Objective: Down syndrome (DS) is the most common genetic cause of mental retardation, and affected individuals are more prone to infections, early senescence, Alzheimer`s disease and other anomalies. One of the principal characteristic of this pathology is the stress oxidative. Individuals with DS have increased susceptibility to oxidative stress. The objective of this study is evaluated the degree of oxidative stress in an adult population.

Methods: 17 individuals with Down syndrome, aged from 16 to 37 years, with a mean age of 24.3 ± 4.3 years, participated in the study.
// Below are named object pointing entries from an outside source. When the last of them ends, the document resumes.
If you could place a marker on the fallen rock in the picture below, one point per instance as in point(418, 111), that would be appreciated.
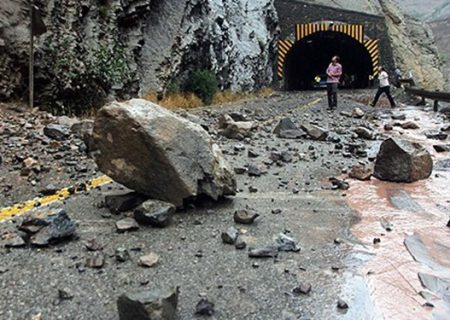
point(339, 184)
point(409, 125)
point(127, 224)
point(149, 260)
point(264, 252)
point(365, 133)
point(204, 308)
point(442, 148)
point(57, 131)
point(286, 129)
point(157, 153)
point(360, 172)
point(11, 239)
point(122, 202)
point(357, 113)
point(285, 243)
point(121, 254)
point(315, 132)
point(50, 227)
point(402, 161)
point(158, 304)
point(341, 304)
point(303, 288)
point(155, 213)
point(436, 135)
point(235, 129)
point(245, 216)
point(95, 261)
point(230, 236)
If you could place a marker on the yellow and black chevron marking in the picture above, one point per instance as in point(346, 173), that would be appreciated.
point(283, 48)
point(355, 31)
point(372, 46)
point(62, 194)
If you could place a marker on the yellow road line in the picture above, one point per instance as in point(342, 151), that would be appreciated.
point(62, 194)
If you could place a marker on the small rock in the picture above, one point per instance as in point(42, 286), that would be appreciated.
point(57, 131)
point(117, 203)
point(204, 308)
point(357, 113)
point(12, 239)
point(285, 243)
point(303, 288)
point(149, 260)
point(360, 172)
point(245, 216)
point(155, 213)
point(240, 244)
point(342, 304)
point(93, 245)
point(55, 229)
point(127, 224)
point(442, 148)
point(339, 184)
point(410, 125)
point(65, 294)
point(365, 133)
point(95, 261)
point(159, 304)
point(315, 132)
point(121, 254)
point(230, 236)
point(264, 252)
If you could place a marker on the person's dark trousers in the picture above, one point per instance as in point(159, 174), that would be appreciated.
point(387, 91)
point(332, 95)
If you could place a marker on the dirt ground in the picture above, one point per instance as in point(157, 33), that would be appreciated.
point(335, 228)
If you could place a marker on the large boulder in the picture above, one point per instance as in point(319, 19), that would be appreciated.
point(402, 161)
point(157, 153)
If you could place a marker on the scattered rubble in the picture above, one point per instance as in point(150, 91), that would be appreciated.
point(155, 213)
point(164, 156)
point(148, 305)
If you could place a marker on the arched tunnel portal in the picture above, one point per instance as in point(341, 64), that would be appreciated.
point(307, 59)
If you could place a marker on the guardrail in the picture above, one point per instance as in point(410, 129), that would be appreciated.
point(433, 95)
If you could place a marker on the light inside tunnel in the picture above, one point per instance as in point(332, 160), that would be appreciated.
point(308, 59)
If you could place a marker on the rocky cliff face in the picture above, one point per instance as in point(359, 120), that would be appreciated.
point(95, 47)
point(414, 48)
point(412, 41)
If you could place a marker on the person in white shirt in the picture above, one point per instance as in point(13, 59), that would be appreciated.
point(384, 87)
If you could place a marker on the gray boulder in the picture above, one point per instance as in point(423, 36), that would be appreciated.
point(159, 154)
point(402, 161)
point(160, 304)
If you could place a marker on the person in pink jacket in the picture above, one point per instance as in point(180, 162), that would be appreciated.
point(334, 72)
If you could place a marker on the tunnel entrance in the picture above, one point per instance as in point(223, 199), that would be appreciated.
point(307, 61)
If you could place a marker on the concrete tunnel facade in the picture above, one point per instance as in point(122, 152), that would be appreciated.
point(305, 49)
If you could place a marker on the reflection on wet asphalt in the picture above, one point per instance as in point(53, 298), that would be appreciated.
point(411, 283)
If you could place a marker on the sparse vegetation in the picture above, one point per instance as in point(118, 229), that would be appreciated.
point(80, 79)
point(188, 100)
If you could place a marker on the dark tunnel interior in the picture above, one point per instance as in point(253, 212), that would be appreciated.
point(307, 61)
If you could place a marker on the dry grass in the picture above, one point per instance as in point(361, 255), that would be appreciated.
point(176, 100)
point(190, 100)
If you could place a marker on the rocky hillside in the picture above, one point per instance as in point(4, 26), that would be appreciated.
point(412, 41)
point(97, 47)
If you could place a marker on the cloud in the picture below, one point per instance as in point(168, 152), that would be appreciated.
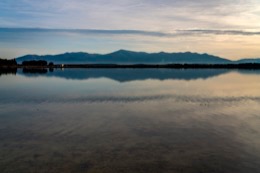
point(131, 14)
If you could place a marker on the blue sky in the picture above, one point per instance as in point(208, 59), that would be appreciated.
point(227, 28)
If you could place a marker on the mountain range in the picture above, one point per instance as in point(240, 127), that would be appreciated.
point(131, 57)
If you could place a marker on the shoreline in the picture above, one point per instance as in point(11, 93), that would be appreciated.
point(140, 66)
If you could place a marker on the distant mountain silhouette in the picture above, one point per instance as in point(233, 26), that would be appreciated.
point(128, 57)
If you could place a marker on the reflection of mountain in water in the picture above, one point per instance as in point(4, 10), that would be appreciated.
point(125, 75)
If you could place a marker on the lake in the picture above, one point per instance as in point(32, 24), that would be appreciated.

Were analyzed several biochemical parameters (glucose, urea, creatinine, uric acid, total proteins, albumin, total bilirubin, cholesterol, HDL-cholesterol, LDL-cholesterol, triglycerides, glutamic oxalacetic transaminase (GOT), glutamic-piruvic Transaminase (GPT), Alkaline phosphatase, gamma GT, lactate deshidrogenase (LDH), ferritin, saturation transferrin, transferrin, iron, ferritin, vitamin B12 and folic acid); haematological parameters (red blood cells, haemoglobin concentration, haematocrit, mean corpuscular volume, mean corpuscular haemoglobin, mean corpuscular haemoglobin concentration, platelets, mean platelet volume, leucocytes, neutrophils, lymphocytes, monocytes, eosinophils and basophils; selenium and zinc. The oxidation of proteins was analyzed by measuring the carbonyl groups in plasma; furthermore, it has measured the total antioxidant activity in plasma.

Results: There was statistically significant difference (p<0.05) between the values total antioxidant activity of individuals with DS (1.08 ± 0.18 mM Trolox/L) and control groups (0.84 ± 0.15 mM Trolox/L). The levels of protein carbonyls in individuals with DS (0.51 ± 0.09 nM/ mg protein) were significant higher than the levels of protein carbonyls in control groups (0.34 ± 0.03 nM/ mg protein).

Conclusions: These results provide direct evidence that the oxidative stress is increased in individuals with DS. Since oxidative protein damage reflects increased degenerative processes, this data agrees with the reported premature aging, the increased incidence of cataracts and early Alzheimer changes in DS. This opens the possibility that antioxidant nutrient supplementation might help to ameliorate the pathology of DS.